White-collar crime is no longer confined by borders, business functions or traditional methods. In this July-September edition of Risk & Compliance Magazine, leading investigations and compliance professionals from the US, Mexico, Singapore, Japan, the UK, Switzerland and South Africa—including BDO’s Holly P. Carr—share their perspectives on how the global risk environment is changing and what it means for companies operating in an increasingly complex regulatory landscape.
The discussion explores how geopolitical conflict, trade disruption, inflationary pressure, sanctions regimes and technological advancement are converging to create new compliance and investigative challenges. Across jurisdictions, organizations are facing growing exposure tied to AI-enabled fraud, deepfakes, cyber-enabled misconduct, export-control violations, cryptocurrency, false invoicing, money laundering, antitrust issues and internal misconduct. At the same time, regulators are expanding expectations around whistleblower protections, beneficial ownership transparency, AML controls, self-disclosure, corporate accountability and cross-border cooperation, making it more important than ever for businesses to assess whether their compliance frameworks are truly effective in practice.

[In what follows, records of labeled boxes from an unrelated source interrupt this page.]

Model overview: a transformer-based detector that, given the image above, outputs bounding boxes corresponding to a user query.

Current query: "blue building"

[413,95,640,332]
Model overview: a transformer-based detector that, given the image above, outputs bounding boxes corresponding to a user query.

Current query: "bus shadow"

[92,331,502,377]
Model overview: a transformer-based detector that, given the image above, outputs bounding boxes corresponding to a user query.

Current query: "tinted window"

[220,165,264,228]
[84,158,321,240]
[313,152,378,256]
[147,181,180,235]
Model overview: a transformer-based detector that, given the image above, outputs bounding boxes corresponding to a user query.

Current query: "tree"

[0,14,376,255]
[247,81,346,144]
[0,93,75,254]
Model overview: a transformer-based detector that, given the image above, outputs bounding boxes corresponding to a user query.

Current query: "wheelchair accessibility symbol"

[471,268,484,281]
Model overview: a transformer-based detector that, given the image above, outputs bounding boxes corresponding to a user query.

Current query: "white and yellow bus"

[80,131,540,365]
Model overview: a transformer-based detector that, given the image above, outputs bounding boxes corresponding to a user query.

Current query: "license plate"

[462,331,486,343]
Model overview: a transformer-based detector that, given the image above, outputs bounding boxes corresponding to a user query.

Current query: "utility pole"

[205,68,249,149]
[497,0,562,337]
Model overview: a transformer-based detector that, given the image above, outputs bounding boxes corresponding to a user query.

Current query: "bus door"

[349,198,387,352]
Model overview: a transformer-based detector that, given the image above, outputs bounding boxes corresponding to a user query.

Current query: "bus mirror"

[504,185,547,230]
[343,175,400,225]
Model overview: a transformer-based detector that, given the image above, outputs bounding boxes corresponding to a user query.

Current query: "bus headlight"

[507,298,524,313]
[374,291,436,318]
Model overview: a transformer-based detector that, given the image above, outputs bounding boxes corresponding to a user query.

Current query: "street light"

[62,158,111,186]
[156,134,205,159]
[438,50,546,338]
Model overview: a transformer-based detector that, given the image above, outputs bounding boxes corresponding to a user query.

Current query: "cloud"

More than a review of enforcement trends, the article offers insight into how companies can respond. The panelists highlight the importance of moving beyond “paper compliance” to build programs that are risk-based, well-governed and capable of detecting issues early. They discuss the value of strong internal reporting channels, data-driven monitoring, third-party and supply-chain diligence, coordinated investigations, board and executive oversight, and faster decision-making in response to emerging threats.